Jeffrey Goldberg is an American journalist, who has been National Correspondent for The Atlantic since 2007. Previously, he was Middle East and Washington correspondent, for the New Yorker, and wrote for the New York Times Magazine, and New York Magazine, and the Jewish Daily Forward. He has been a columnist for The Jerusalem Post.[1]
Liberal Jewish blogger Richard Silverstein says of him,
Goldberg is a bellwether Jewish journalist. He buys into what I call the corporate Jewish consensus and has a lot of the bad habits that such Jewish I-P journalists have which I’ve written of here. But he’s sophisticated enough that he sometimes has a trenchant and provocative perspective on issues and takes an independent view of things. So his type of journalist plays a large role in the Jewish community. If he hates you then it gives the radical right a license to kill. If he holds his fire or even speaks favorably, then a whole host of enemies are disempowered.[2]
Goldberg is the recipient of the 2003 National Magazine Award for Reporting for his coverage of Islamic terrorism. He is also the winner of the International Consortium of Investigative Journalists prize for best international investigative journalist; the Overseas Press Club award for best human rights reporting; and the Abraham Cahan Prize in Journalism. He is also the recipient of 2005's Anti-Defamation League Daniel Pearl Prize.
In 2001, Goldberg was appointed the Syrkin Fellow in Letters of the Jerusalem Foundation and was appointed in 2002 to be a public policy scholar at the Woodrow Wilson International Center for Scholars in Washington, D.C.
During the 2008 campaign, he had an extensive conversation with Barack Obama, in which Obama expressed sadness at the loss of a traditional affinity between African Americans and Jewish Americans. He called the "fundamental premise of Israel and the need to preserve a Jewish state that is secure is, I think, a just idea and one that should be supported here in the United States and around the world." The future President recounted talking to Palestinian students in Ramallah, "Look, I am sympathetic to you and the need for you guys to have a country that can function, but understand this: if you’re waiting for America to distance itself from Israel, you are delusional. Because my commitment, our commitment, to Israel’s security is non-negotiable."[3]
He writes, with respect to the book The Israel Lobby and U.S. Foreign Policy, "I have promised myself never to mention [Stephen] Walt, or his more academically-accomplished though equally-grubby partner, John Mearsheimer, without quoting Walt's Foreign Policy colleague David Rothkopf on their detestable careers: 'They may not be anti-Semites themselves but they made a cynical decision to cash in on anti-Semitism by offering to dress up old hatreds in the dowdy Brooks Brothers suits of the Kennedy School and the University of Chicago.'"[4]
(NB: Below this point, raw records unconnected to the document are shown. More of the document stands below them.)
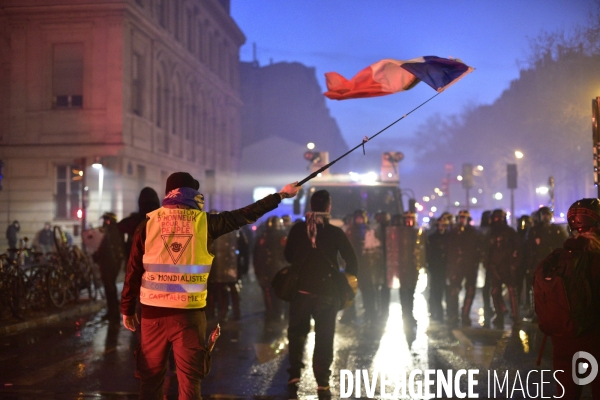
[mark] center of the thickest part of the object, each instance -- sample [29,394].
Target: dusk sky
[492,36]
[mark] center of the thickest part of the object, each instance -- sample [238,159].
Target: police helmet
[498,215]
[584,215]
[465,214]
[524,223]
[362,214]
[410,219]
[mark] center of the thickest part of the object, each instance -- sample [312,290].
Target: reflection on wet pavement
[90,359]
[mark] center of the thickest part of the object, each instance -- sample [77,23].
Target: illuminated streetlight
[542,190]
[98,166]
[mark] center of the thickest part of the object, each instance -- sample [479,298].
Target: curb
[73,311]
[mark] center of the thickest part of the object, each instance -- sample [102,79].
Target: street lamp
[98,166]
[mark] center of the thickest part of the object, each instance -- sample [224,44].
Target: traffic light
[76,173]
[412,206]
[389,165]
[596,139]
[511,176]
[467,176]
[75,186]
[312,156]
[445,186]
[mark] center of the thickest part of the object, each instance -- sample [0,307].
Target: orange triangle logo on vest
[176,245]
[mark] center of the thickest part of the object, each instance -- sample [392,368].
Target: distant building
[284,109]
[142,87]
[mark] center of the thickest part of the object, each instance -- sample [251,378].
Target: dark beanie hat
[181,179]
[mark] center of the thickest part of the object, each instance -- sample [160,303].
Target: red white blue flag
[391,76]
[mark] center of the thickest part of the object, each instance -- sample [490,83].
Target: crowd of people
[390,252]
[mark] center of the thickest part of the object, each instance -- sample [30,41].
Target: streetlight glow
[542,190]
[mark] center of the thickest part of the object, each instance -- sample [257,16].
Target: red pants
[563,350]
[185,334]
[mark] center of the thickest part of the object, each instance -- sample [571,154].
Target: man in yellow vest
[168,269]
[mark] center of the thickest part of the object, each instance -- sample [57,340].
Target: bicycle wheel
[62,248]
[92,289]
[56,289]
[36,288]
[17,284]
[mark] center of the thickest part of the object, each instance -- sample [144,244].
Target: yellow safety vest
[176,259]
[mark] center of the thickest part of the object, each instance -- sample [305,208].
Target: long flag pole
[365,140]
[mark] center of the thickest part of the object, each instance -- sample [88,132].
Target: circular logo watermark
[583,362]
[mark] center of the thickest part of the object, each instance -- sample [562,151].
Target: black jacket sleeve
[218,224]
[347,252]
[134,271]
[227,221]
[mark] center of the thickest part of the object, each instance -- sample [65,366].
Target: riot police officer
[541,240]
[502,266]
[369,254]
[484,230]
[436,268]
[405,248]
[463,256]
[524,224]
[223,279]
[268,259]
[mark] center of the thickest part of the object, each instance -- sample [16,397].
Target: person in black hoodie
[578,263]
[11,237]
[314,246]
[502,261]
[147,202]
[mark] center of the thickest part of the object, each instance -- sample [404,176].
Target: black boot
[466,311]
[514,307]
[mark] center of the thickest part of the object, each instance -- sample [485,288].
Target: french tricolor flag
[391,76]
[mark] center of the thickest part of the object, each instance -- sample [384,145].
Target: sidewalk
[40,318]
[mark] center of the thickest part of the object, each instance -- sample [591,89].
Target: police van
[371,192]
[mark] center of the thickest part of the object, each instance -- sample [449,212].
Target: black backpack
[562,293]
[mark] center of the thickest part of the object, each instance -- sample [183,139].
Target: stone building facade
[284,109]
[140,88]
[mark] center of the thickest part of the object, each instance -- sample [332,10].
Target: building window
[176,24]
[68,190]
[161,14]
[190,31]
[67,75]
[159,104]
[174,114]
[136,84]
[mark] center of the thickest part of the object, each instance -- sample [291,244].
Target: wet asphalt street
[87,358]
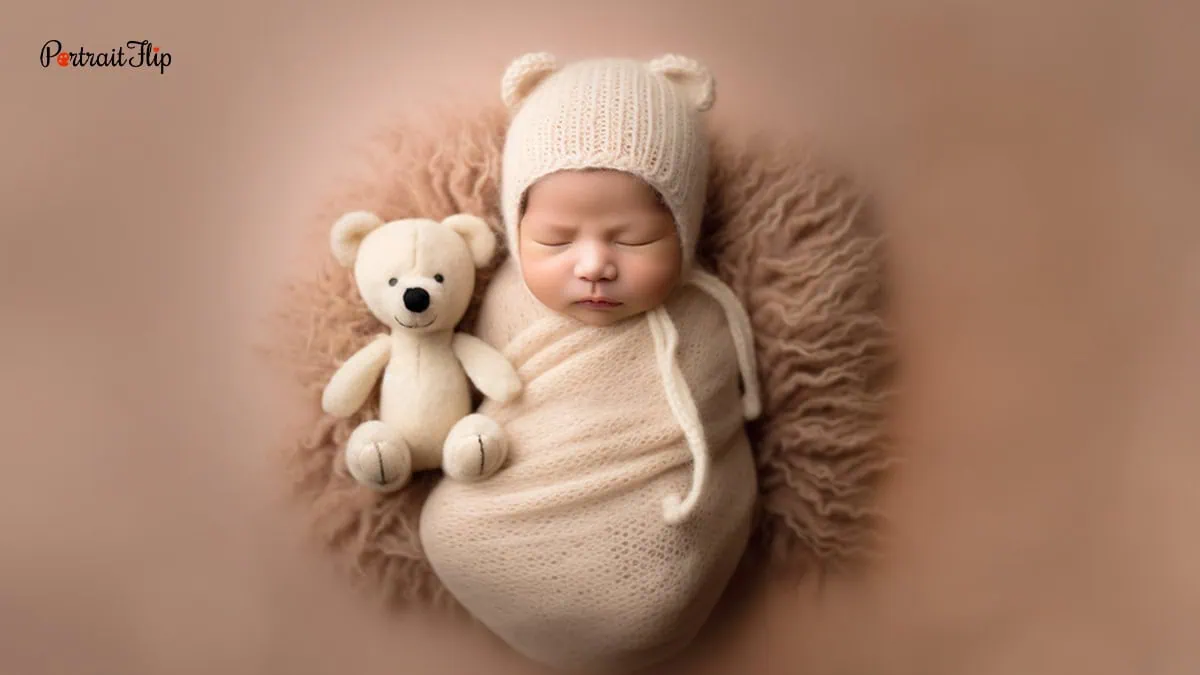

Richard Silverstein, reflecting on Goldberg's column about J Street, in which he interviewed Jeremy Ben Ami, executive director of the new lobbying organization. The Mearsheimer-Walt book was prominent in the discussion. "Jeremy does well refusing to renounce Walt’s support, both Goldberg (who I expected) and Ben-Ami (who I didn’t) seriously mischaracterize the book’s central tenet. Here is Goldberg:
Stephen Walt and John Mearsheimer blame the organized American Jewish community for starting the Iraq War and even helping cause 9/11? It’s a statement of fact, it’s in their book.
Silverstein responded,
They blame “Jewish neocons” for the war. That is even overstating it. They blame Jewish neocons for providing some of the key intellectual underpinning for the movement leading to the war. And they claim that the reason for such Jewish neocon support was a sense among them that this would support Israel’s aims in the region. Now, you can argue with this thesis from various angles. But it seems to me that it is at least in part accurate and certainly deserving of serious debate instead of derisive dismissal.
Also, Silverstein accused Goldberg, in the interview, of lazy journalism, characterizing Max Blumenthal and Helena Cobban as anti-Zionists attending a blogger panel at the J Street conference. [2]
Commenting on the film "Obsession: Radical Islam's War Against the West" he said he had watched a 12-minute version of the film, "but it was enough for to understand that it is the work of hysterics. One of my favorite hysterics, the Jerusalem Post's Caroline Glick, is featured prominently, pieces of the sky falling about her head as she rants about the End of Days." He called Aish HaTorah "the most fundamentalist movement in Judaism today. Its operatives flourish in the radical belt of Jewish settlements just south of Nablus, in the northern West Bank, and their outposts across the world propagandize on behalf of a particularly sterile, sexist and revanchist brand of Judaism. Which is amusing, of course, because "Obsession" is meant to expose a particularly sterile, sexist and racist brand of Islam." He also excoriated Ronn Torossian for his work with this film and general style.[5]